Note: This piece is only for educational purposes and does not constitute investment advice.

Given the ultra-low interest rates across the world, investors have been forced to search for new opportunities to earn a yield on their capital. In traditional markets, there are many strategies that involve the use of systematically selling options that provide relatively consistent returns if the risk is managed carefully. As such, it would be interesting to see if we can create a similar yield strategy for the budding crypto options market.

Below are a few guiding points to keep in mind when building this strategy:

• We’ll focus on BTC options given they have the most liquidity.

• To avoid the massive gamma risk of selling short-term options, we’ll focus on mid-dated ~25 delta options with an average maturity of 25 days.

• The ROI is in terms of BTC and all returns in this analysis are compounded.

• The options are sold at the mid-price (average of bid and ask).

• We collateralize each short option with 1 BTC to reduce the risk of liquidation.

An initial approach could be to systematically sell 25 delta options and roll them continuously as the option expires. If we believe BTC will rally upwards past our chosen strike or stay stagnant at current prices then we’d sell a put. Conversely, if we believe BTC will fall or stay near the same price we’d sell a call. Although one could argue that BTC’s asset returns have a positive drift, selling put options haphazardly exposes us to massive tail risk such as the price action in March 2020. We can do better by adding in a few constraints listed below:

• Include a 14/30 day EMA trend filter to determine the market regime. In bull markets (14 day EMA > 30 day EMA) we’d sell puts whereas in bear markets (14 day EMA < 30 day EMA) we’d sell calls. This trend overlay can serve as a rough quantitative metric to assess which side to be on.

• Exit the position if the option’s maturity is less than 2 days. This is done to avoid the short gamma risk near expiry.

• Exit the position if the option’s price is less than 0.0015 BTC. The reasoning here is that if we’ve been able to collect most of the option premium it’s probably not worth holding onto this low risk-reward position.

• If the option ends up deep in the money (> 80 delta), we’ll cut our losses and free up collateral for the next trade.
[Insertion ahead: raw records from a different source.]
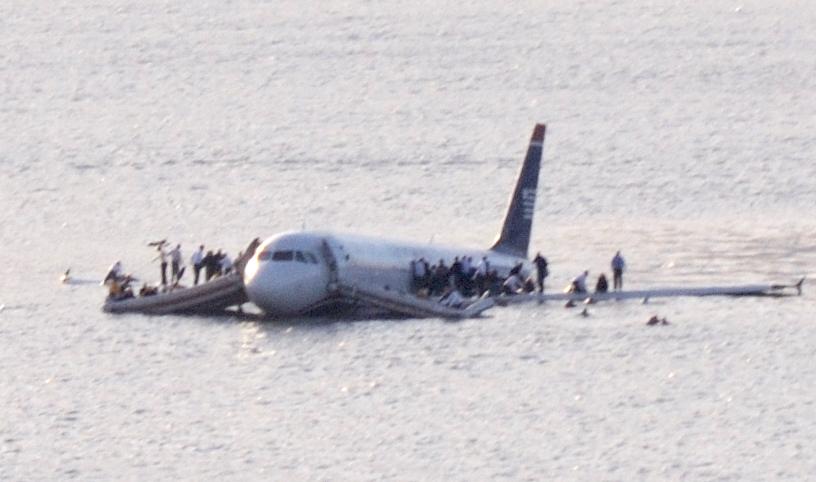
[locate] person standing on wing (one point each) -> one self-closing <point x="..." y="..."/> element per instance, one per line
<point x="196" y="260"/>
<point x="162" y="257"/>
<point x="618" y="265"/>
<point x="541" y="267"/>
<point x="176" y="263"/>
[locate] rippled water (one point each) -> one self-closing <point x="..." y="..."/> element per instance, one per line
<point x="679" y="133"/>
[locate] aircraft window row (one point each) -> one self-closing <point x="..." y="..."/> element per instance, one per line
<point x="287" y="255"/>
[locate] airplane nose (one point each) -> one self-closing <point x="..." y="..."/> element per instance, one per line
<point x="285" y="282"/>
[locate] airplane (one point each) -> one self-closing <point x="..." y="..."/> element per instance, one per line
<point x="324" y="273"/>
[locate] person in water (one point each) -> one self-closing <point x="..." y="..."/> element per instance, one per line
<point x="602" y="286"/>
<point x="579" y="283"/>
<point x="618" y="265"/>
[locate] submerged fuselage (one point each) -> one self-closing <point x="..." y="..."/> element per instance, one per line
<point x="294" y="273"/>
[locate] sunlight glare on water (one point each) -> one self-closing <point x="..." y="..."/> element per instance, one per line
<point x="681" y="134"/>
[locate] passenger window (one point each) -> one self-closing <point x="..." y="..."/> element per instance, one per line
<point x="282" y="256"/>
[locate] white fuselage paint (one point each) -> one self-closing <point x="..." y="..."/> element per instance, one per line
<point x="287" y="287"/>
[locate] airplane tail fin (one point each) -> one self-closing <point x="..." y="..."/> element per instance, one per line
<point x="514" y="238"/>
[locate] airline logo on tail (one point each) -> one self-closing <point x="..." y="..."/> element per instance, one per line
<point x="518" y="222"/>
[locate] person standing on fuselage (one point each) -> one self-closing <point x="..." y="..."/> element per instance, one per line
<point x="543" y="272"/>
<point x="618" y="265"/>
<point x="196" y="260"/>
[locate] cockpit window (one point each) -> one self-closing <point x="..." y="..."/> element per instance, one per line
<point x="282" y="256"/>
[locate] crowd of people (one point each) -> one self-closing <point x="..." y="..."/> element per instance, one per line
<point x="462" y="279"/>
<point x="206" y="265"/>
<point x="212" y="264"/>
<point x="579" y="283"/>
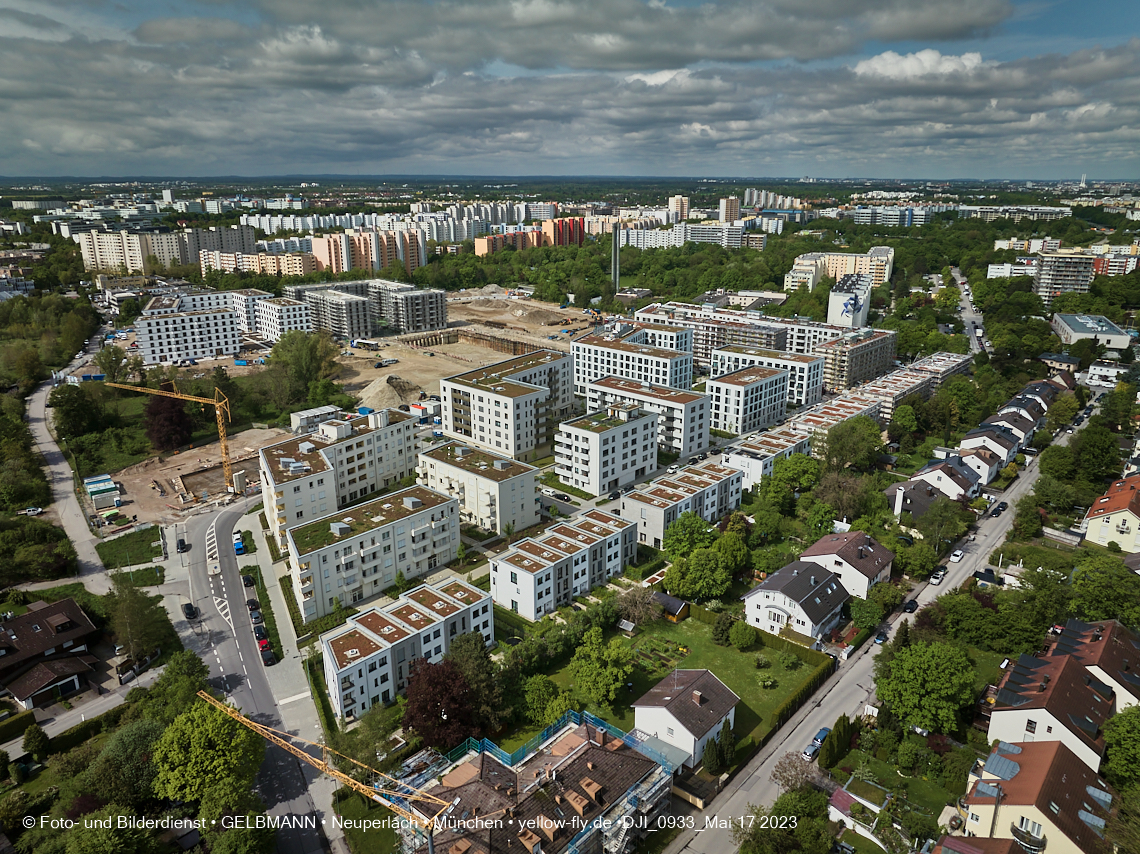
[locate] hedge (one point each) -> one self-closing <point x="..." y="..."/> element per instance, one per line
<point x="15" y="725"/>
<point x="792" y="702"/>
<point x="86" y="730"/>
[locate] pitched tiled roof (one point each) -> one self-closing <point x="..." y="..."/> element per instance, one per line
<point x="856" y="547"/>
<point x="817" y="591"/>
<point x="1049" y="775"/>
<point x="676" y="694"/>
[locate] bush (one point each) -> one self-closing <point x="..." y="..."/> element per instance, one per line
<point x="742" y="635"/>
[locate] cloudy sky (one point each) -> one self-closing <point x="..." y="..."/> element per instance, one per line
<point x="831" y="88"/>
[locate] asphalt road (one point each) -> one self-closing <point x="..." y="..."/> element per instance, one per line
<point x="849" y="690"/>
<point x="226" y="643"/>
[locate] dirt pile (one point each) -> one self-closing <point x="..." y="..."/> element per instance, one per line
<point x="389" y="391"/>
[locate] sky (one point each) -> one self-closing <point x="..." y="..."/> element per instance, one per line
<point x="1022" y="89"/>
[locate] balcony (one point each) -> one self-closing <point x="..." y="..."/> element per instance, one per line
<point x="1027" y="840"/>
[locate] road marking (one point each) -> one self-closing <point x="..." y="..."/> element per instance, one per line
<point x="294" y="698"/>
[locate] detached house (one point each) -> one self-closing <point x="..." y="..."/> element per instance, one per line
<point x="803" y="598"/>
<point x="686" y="709"/>
<point x="856" y="558"/>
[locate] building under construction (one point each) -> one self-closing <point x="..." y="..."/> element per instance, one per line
<point x="580" y="787"/>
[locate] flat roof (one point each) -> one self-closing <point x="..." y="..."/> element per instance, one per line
<point x="364" y="518"/>
<point x="601" y="421"/>
<point x="748" y="375"/>
<point x="478" y="462"/>
<point x="778" y="355"/>
<point x="648" y="390"/>
<point x="1090" y="324"/>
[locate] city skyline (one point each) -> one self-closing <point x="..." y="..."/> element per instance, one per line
<point x="976" y="89"/>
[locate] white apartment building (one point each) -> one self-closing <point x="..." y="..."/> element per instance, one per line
<point x="343" y="460"/>
<point x="747" y="400"/>
<point x="355" y="553"/>
<point x="511" y="407"/>
<point x="805" y="373"/>
<point x="494" y="491"/>
<point x="607" y="449"/>
<point x="206" y="334"/>
<point x="708" y="489"/>
<point x="539" y="575"/>
<point x="367" y="660"/>
<point x="757" y="455"/>
<point x="277" y="316"/>
<point x="683" y="416"/>
<point x="596" y="356"/>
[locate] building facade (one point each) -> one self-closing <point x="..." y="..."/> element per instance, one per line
<point x="494" y="491"/>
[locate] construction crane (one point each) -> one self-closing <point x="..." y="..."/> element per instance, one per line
<point x="384" y="792"/>
<point x="220" y="404"/>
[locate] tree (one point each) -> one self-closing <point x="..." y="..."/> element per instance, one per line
<point x="742" y="635"/>
<point x="439" y="705"/>
<point x="469" y="652"/>
<point x="600" y="669"/>
<point x="168" y="425"/>
<point x="687" y="534"/>
<point x="202" y="751"/>
<point x="112" y="362"/>
<point x="539" y="692"/>
<point x="865" y="613"/>
<point x="853" y="444"/>
<point x="928" y="684"/>
<point x="137" y="618"/>
<point x="1122" y="746"/>
<point x="35" y="742"/>
<point x="638" y="606"/>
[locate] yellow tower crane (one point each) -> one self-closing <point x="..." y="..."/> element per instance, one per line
<point x="220" y="403"/>
<point x="385" y="791"/>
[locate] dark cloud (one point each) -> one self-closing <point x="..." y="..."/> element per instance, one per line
<point x="613" y="87"/>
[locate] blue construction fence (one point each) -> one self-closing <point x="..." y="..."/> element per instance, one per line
<point x="575" y="717"/>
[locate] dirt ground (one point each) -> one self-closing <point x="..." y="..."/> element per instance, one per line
<point x="200" y="470"/>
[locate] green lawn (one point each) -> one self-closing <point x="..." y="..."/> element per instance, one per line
<point x="133" y="547"/>
<point x="658" y="647"/>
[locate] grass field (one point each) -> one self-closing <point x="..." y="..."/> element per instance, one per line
<point x="133" y="547"/>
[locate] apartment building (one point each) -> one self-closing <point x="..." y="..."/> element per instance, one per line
<point x="1098" y="328"/>
<point x="597" y="356"/>
<point x="367" y="660"/>
<point x="1063" y="271"/>
<point x="747" y="400"/>
<point x="355" y="553"/>
<point x="538" y="575"/>
<point x="494" y="491"/>
<point x="343" y="458"/>
<point x="892" y="389"/>
<point x="404" y="308"/>
<point x="277" y="316"/>
<point x="756" y="457"/>
<point x="708" y="489"/>
<point x="344" y="315"/>
<point x="683" y="417"/>
<point x="607" y="449"/>
<point x="805" y="373"/>
<point x="511" y="407"/>
<point x="856" y="357"/>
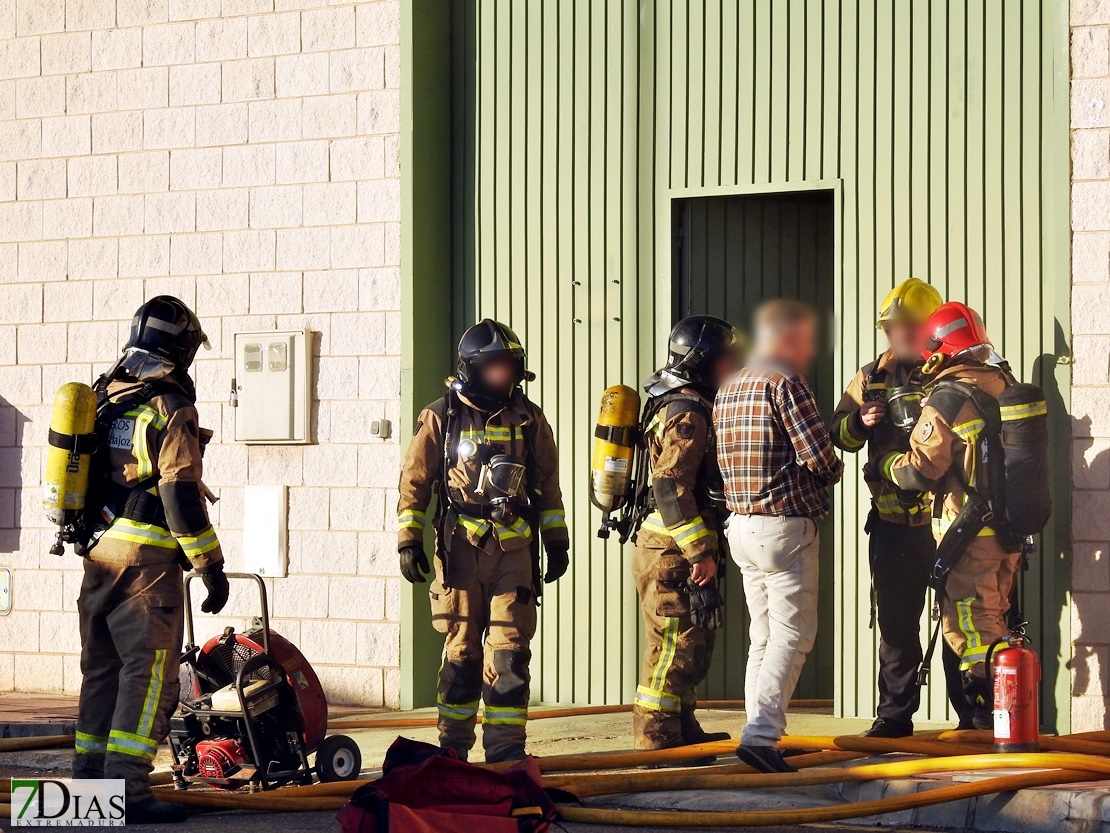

If any of these criteria are met, we will close the current position and move onto the next trade. With these constraints, we can see the initial backtested returns of this strategy are encouraging. Overall, the total return is around 105% with a Sharpe and Sortino of 2.46 and 3.24 respectively.

While this is a good starting point it’s important to think about underlying risks with this strategy. Sharpe and Sortino ratios can help us assess risk-adjusted returns, however, these metrics don’t fully account for the inherent tail risk associated with selling naked options. Even though we didn’t encounter a severe drawdown in the backtest, it doesn’t mean this strategy is immune to future black-swan events. One way to improve the risk-management of this strategy could be to refine the EMA timing signal so it can better assess changes in market regimes. Furthermore, we could add in additional criteria such as liquidating a position once stop-loss limits are breached.

Another approach we looked at was to explore selling spreads rather than individual options. The logic here is similar to the strategy above but in this case, we’re buying a low delta option to hedge the naked exposure. Therefore under this strategy, our individual trades will have bounded losses, however, on both an absolute and risk-adjusted basis this strategy underperformed the original approach. The total return for the spread strategy is around 63% with a Sharpe and Sortino of 1.89 and 2.43 respectively.

Overall, running this strategy will largely depend on an investor’s risk tolerance and return objectives. An individual with a lower risk preference may wish to utilize the spread strategy knowing they are protected from tail risk. Conversely, market participants with larger balance sheets and tolerance for risk may be comfortable with the baseline approach in an attempt to earn higher returns.

Aside: Call and Put Selling Strategy EMA Window Parameterization

A useful suggestion I received was to assess the stability of the EMA windows and see whether the final cumulative profit was sensitive to small changes in the EMA parameters. Currently, the fast and slow EMA windows are 14 and 30 days respectively. In order to assess whether our current results for the call and put selling strategy are reliable, we can re-run the model across a range of different window periods (10–20 days for the slow window and 20–40 days for the fast window). Below we can see some heat maps outlining the results for the Sharpe, Sortino, and overall cumulative returns.

It’s encouraging to see the Sharpe, Sortino, and cumulative returns are relatively stable across different window periods near the 14/30 day EMA region. To further improve this analysis, we could run this optimization over a larger range for both the slow and fast windows (although this would be very computationally expensive).